Calcium Channel Blockers

As noted previously, accumulation of intracellular calcium is a major player in secondary injury after CNS injury or stroke. One of the mechanisms for the postinsult calcium overload involves depolarization-induced entry via voltage-dependent L-type channels. Accordingly, the first neuroprotective approach to be tested in phase III clinical trials in TBI or stroke was the competitive L-type calcium channel blocker nimodipine, which entered clinical trials in the late 1970s. In two separate phase III, multicenter TBI (moderate and severe) trials17 and a single stroke trial,16 no overall benefit was revealed with nimodipine treatment. However, retrospective analysis of the TBI trials revealed that nimodipine may improve outcome in patients with traumatic SAH (tSAH). This was not an insignificant finding, as about half of all patients with severe TBI have tSAH as part of the pathophysiology. Furthermore, nimodipine produces a slight, but significant, increase in survival in aneurysmal SAH patients, and has been approved in most countries for the treatment of that condition.

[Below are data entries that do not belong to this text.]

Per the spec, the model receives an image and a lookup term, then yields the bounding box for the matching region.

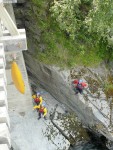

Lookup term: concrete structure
[0,0,32,150]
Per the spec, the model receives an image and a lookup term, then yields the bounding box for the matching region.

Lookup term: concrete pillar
[0,123,11,147]
[0,144,9,150]
[0,68,7,85]
[0,43,6,66]
[0,78,7,96]
[0,106,10,127]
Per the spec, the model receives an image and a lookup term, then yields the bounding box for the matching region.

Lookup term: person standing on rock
[33,102,47,120]
[72,79,88,94]
[32,93,43,105]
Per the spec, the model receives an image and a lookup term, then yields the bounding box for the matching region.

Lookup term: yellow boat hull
[11,61,25,94]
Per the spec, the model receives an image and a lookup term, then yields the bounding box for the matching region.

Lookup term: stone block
[0,106,10,127]
[0,91,8,109]
[0,144,9,150]
[0,123,11,147]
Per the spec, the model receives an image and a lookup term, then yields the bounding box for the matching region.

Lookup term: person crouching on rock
[33,102,47,120]
[72,79,88,94]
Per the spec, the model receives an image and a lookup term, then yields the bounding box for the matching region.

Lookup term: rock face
[24,52,113,140]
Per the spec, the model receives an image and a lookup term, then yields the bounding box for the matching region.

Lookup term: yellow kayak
[11,61,25,94]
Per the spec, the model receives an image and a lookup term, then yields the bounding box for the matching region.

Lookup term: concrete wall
[25,53,97,126]
[0,44,11,150]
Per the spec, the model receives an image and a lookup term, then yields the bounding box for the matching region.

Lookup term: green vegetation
[26,0,113,67]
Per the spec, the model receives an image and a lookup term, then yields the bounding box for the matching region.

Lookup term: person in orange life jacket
[73,79,88,94]
[33,102,47,120]
[32,94,43,105]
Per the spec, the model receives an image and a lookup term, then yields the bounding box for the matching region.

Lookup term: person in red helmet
[72,79,88,94]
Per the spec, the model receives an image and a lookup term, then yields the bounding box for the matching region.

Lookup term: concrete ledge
[0,144,9,150]
[0,91,8,110]
[0,123,11,148]
[0,106,10,127]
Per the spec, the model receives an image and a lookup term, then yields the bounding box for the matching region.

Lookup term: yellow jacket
[33,105,47,116]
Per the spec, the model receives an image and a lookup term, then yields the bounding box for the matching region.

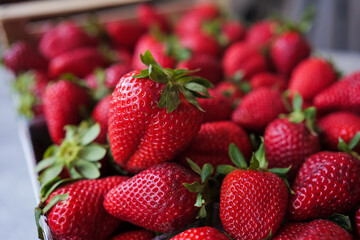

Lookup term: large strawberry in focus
[108,51,212,173]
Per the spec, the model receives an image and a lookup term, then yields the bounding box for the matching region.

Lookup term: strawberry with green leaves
[108,51,212,173]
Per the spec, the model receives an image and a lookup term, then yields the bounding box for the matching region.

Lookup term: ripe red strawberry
[105,21,146,50]
[232,88,286,132]
[3,42,48,74]
[92,95,111,144]
[104,163,199,232]
[108,51,212,172]
[170,227,229,240]
[222,42,268,79]
[270,31,311,76]
[136,3,170,32]
[245,20,279,48]
[319,112,360,153]
[131,34,175,70]
[180,121,251,167]
[110,230,154,240]
[49,48,106,78]
[39,21,96,59]
[288,58,336,100]
[42,177,127,240]
[250,72,287,91]
[288,152,360,221]
[199,89,232,122]
[314,72,360,114]
[177,54,222,84]
[273,219,353,240]
[43,80,90,144]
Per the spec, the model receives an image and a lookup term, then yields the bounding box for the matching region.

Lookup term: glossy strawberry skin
[170,227,229,240]
[288,58,336,100]
[319,111,360,152]
[39,21,96,59]
[108,71,202,173]
[47,177,127,240]
[264,118,320,177]
[43,80,90,144]
[49,48,106,78]
[288,152,360,221]
[222,42,268,79]
[273,219,353,240]
[181,121,251,168]
[104,163,199,232]
[3,41,48,73]
[270,32,311,76]
[314,72,360,114]
[232,88,286,132]
[110,230,154,240]
[220,169,288,240]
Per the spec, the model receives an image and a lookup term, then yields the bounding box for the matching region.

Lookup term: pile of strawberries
[3,3,360,240]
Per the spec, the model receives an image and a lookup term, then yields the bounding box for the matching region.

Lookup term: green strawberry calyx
[35,121,106,188]
[134,50,213,113]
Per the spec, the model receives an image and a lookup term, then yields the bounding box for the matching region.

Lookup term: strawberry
[217,143,288,240]
[222,42,268,79]
[43,80,90,144]
[288,152,360,221]
[245,20,279,48]
[170,227,229,240]
[314,72,360,114]
[105,21,146,50]
[250,72,287,91]
[232,88,286,132]
[181,121,251,170]
[92,95,111,144]
[108,51,212,173]
[273,219,353,240]
[110,230,154,240]
[270,31,311,76]
[131,34,175,70]
[104,163,199,232]
[3,41,48,73]
[39,21,96,59]
[136,3,170,32]
[40,177,127,240]
[177,54,222,84]
[288,57,336,100]
[199,89,232,122]
[49,48,106,78]
[319,111,360,153]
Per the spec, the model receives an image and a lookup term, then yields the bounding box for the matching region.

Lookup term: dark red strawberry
[314,72,360,114]
[180,121,251,167]
[270,31,311,76]
[104,163,199,232]
[170,227,229,240]
[319,112,360,153]
[222,42,268,79]
[43,80,90,144]
[110,230,154,240]
[288,152,360,221]
[199,89,233,122]
[250,72,287,91]
[105,21,146,50]
[232,88,286,132]
[39,21,96,59]
[108,51,212,172]
[177,54,223,84]
[288,58,336,100]
[3,41,48,74]
[49,48,106,78]
[40,177,127,240]
[273,219,353,240]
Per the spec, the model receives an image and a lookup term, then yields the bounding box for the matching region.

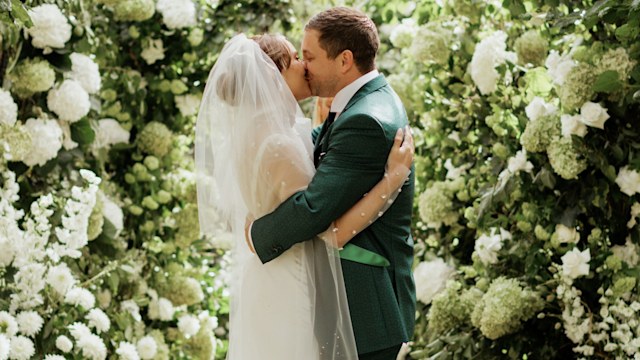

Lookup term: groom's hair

Indeed, nimodipine represents the first agent to be approved for neuroprotective use, even though much of its effect is probably mediated via protection of the microvasculature and vasodilatation-mediated improvements in cerebral blood flow. Due to a manifestation of its microvascular vasodilatation, the compound must be used with care, because it can lower arterial and cerebral perfusion pressures that can exacerbate posttraumatic, postiischemic, or post-SAH secondary brain injury.